政府が掲げる「新しい資本主義」の実現に向け、日本企業にはリスキリング(学び直し)を含む人的資本向上への取り組みが求められている。2023年3月期決算以降の有価証券報告書には、人的資本に関する情報を記載するよう義務づけられた。

労働市場の硬直化が長期化して人材の流動性が損なわれた背景には、高度経済成長期に確立したとされる「日本型雇用」の存在がある。終身雇用と年功序列が大前提であり続けたため、企業は自社の社風や理念・事業に合わせた人材育成を行ってきた。その名残から、人材育成は企業が担うという構造が半ば当然となったのである。

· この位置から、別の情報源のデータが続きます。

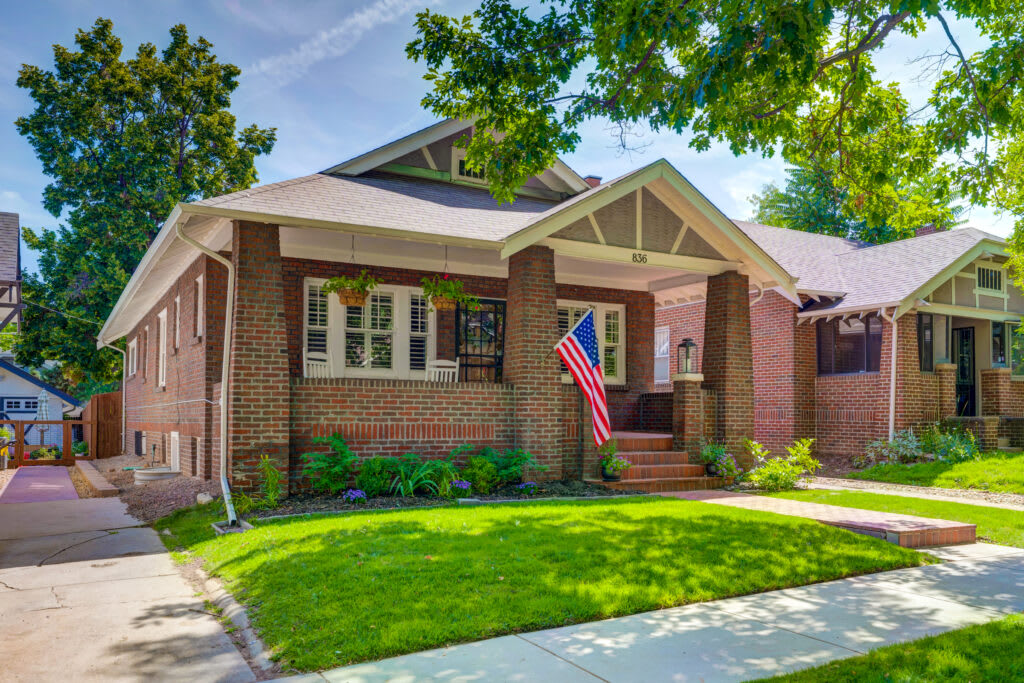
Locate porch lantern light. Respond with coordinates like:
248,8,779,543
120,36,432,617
676,337,697,374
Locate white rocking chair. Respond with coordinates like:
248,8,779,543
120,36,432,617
427,358,459,382
302,351,331,379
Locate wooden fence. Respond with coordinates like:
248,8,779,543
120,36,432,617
3,420,95,467
82,391,121,458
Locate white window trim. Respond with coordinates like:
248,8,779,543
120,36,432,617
451,144,487,185
556,299,629,385
157,308,167,387
128,337,138,377
654,326,672,384
302,278,437,380
196,275,206,337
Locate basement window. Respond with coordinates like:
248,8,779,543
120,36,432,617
816,313,882,375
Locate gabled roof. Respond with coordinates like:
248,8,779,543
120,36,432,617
189,171,554,243
324,119,590,193
735,227,1006,314
0,358,80,408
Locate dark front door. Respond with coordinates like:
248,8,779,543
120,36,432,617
455,299,505,382
953,328,975,417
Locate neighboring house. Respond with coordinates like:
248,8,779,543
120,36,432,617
655,221,1024,456
0,355,79,445
0,211,25,334
99,121,799,490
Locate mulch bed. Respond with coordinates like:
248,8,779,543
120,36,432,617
246,480,643,518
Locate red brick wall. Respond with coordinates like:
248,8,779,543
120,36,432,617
655,292,950,456
980,368,1024,418
290,378,514,490
227,221,290,490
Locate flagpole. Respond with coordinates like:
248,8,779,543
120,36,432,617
542,306,597,361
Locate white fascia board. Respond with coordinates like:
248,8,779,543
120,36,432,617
896,238,1010,316
96,204,185,348
654,159,799,301
321,119,473,175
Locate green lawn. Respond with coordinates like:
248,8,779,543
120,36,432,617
753,614,1024,683
156,498,930,671
770,489,1024,548
850,453,1024,495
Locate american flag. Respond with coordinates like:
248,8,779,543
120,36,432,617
555,309,611,445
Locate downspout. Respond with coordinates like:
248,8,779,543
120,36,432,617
751,283,765,306
174,221,239,526
99,340,128,456
879,307,899,441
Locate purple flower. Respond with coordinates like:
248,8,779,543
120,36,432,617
341,488,367,503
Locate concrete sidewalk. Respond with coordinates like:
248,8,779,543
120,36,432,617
301,544,1024,683
0,498,255,682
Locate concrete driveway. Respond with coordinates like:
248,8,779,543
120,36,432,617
0,499,255,681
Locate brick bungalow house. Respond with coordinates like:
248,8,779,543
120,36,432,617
650,221,1024,457
99,121,800,490
99,120,1016,490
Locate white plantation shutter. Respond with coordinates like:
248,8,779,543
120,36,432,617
409,294,429,370
306,284,328,353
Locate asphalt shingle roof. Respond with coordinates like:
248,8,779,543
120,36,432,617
195,172,555,242
733,221,1002,311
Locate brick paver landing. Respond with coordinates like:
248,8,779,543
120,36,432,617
0,465,78,503
662,490,976,548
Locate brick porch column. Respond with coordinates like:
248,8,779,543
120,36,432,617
227,221,291,493
672,373,705,462
503,246,565,479
935,362,956,420
979,368,1013,415
700,271,754,469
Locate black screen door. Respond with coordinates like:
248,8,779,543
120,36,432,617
455,299,505,382
953,328,975,417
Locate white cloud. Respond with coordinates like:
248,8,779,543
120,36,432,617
248,0,424,85
720,158,785,219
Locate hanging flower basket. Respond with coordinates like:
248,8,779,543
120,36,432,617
420,272,480,310
324,269,380,306
430,296,459,310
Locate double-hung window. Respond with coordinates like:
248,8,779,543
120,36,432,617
992,321,1024,375
558,301,626,384
816,313,882,375
157,308,167,386
303,278,435,379
128,338,138,377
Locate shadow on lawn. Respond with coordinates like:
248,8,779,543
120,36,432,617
188,500,933,670
849,453,1024,494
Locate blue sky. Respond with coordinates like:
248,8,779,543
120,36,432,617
0,0,1013,268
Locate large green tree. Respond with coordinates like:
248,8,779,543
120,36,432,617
14,18,275,382
751,167,964,244
407,0,1024,232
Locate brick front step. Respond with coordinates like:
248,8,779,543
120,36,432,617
623,464,705,480
611,432,672,451
587,477,732,494
618,451,690,472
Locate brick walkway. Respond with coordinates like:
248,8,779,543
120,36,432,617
0,465,78,503
662,490,976,548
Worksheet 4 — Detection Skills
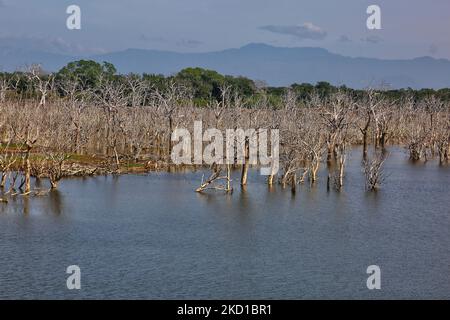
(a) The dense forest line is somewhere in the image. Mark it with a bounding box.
[0,60,450,201]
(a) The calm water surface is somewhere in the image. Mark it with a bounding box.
[0,150,450,299]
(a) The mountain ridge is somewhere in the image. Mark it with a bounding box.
[0,43,450,89]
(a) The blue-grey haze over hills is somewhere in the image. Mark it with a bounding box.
[0,44,450,89]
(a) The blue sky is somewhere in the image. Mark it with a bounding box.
[0,0,450,59]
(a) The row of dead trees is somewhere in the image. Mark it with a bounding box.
[0,71,450,199]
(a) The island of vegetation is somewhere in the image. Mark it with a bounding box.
[0,60,450,202]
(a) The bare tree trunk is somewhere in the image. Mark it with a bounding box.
[241,138,250,186]
[25,149,31,193]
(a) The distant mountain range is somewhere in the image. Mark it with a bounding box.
[0,43,450,89]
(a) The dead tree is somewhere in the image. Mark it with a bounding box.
[363,153,385,191]
[195,164,233,192]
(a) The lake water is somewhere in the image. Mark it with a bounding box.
[0,150,450,299]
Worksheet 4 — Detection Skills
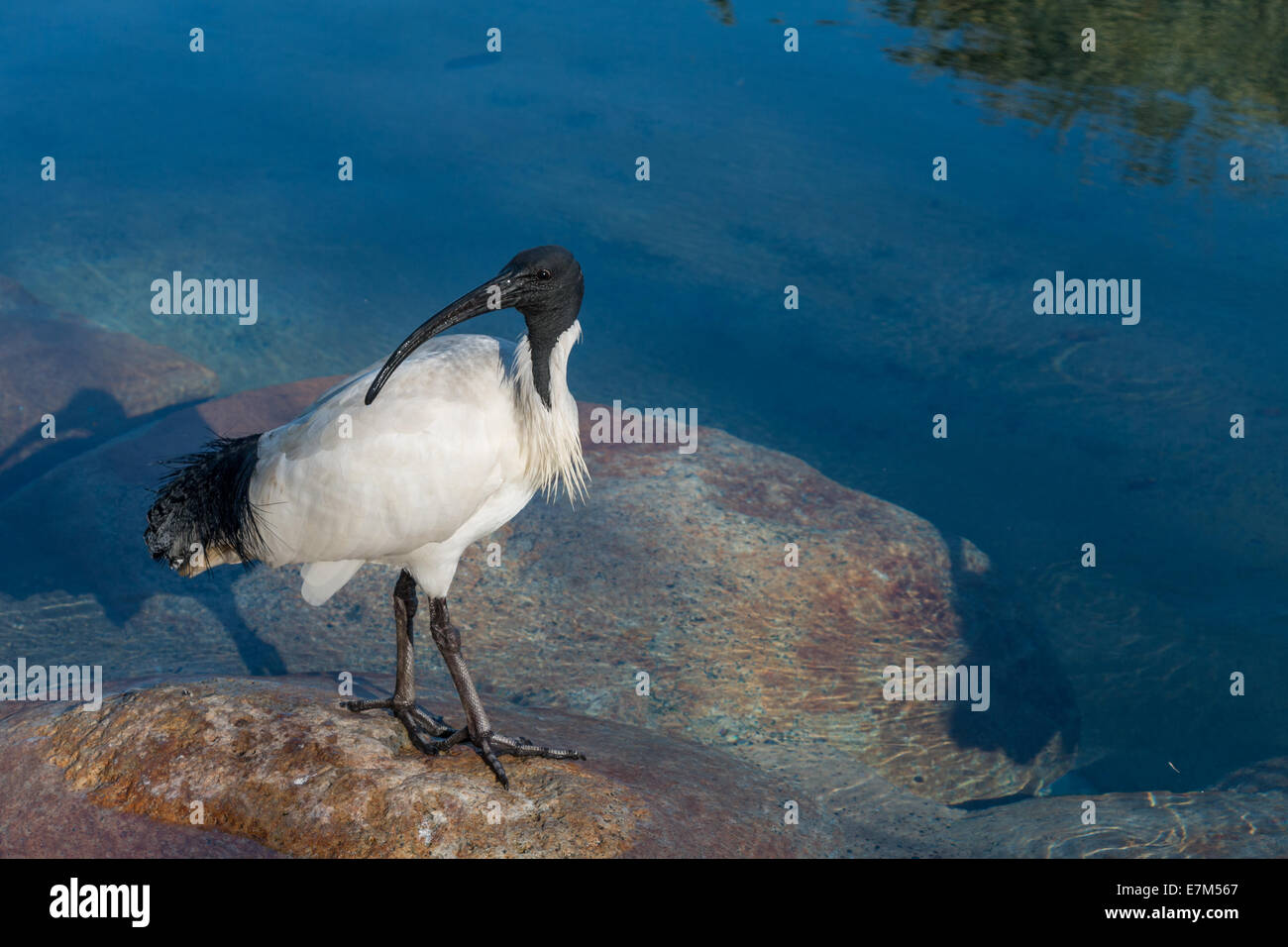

この弊害があらわになったのが、バブル崩壊後の1990年代だ。キャッチアップ型からイノベーション主導型が求められるようになった経済社会への適応に見事に失敗した。

「企業は収益力の低下を受け、人員の非正規代替や教育研修費用を含む人件費抑制によって生き残りを図りました。他方、企業の能力開発投資減少に対応して公的な職業能力開発支援が準備されたものの、産業界のニーズと必ずしも合致しないプログラム内容であったことや労働者の認知不足などから、十分な人的資本投資を行えなかったのです」(MRI研究員)

一般的に「人手不足」といわれている現象の多くは、実際には産業構造転換への対応に必要なスキルを持った人材が足りない「職のミスマッチ」によって生じている。

そこで、個社を超えたリスキリングや労働移動を促進するに当たって、MRIが有効と考えるのが産業政策、能力開発の効率性、個人の職業生活といった観点からリスキリングに地域限定性を持たせる「地域版人的資本経営」だ。

①地域は「産業集積の担い手」となりうる
産業の種別を問わず、ある特定領域の産業が高い生産性と競争力を獲得するためには企業や労働者の地域集積が必要となる。米国のシリコンバレーや、ドイツ南部における自動車産業の集積などの成功例が参考になる。

②地域は「産学連携実現の場」となりうる
多くの国において、特定の地域での産業集積が進むと、その地域に教育研究機関が設立され、発展するという傾向がある。教育研究機関が地域の産業や行政と結び付くことで、地域の人的資本投資の効率性が継続的に向上するというモデルが成立する。

③地域は「就業者の生活基盤」となりうる
コロナ禍でリモートワークが定着し、地域に縛られない働き方が増えてきているとはいえ、職住分離が可能となる働き方を実現できるのは、依然として一部の産業・職種にとどまっている。柔軟な働き方の可能性を取り込みつつも、就業者の現時点での生活基盤を重視することは、リスキリングを進めるうえで重要な視点となる。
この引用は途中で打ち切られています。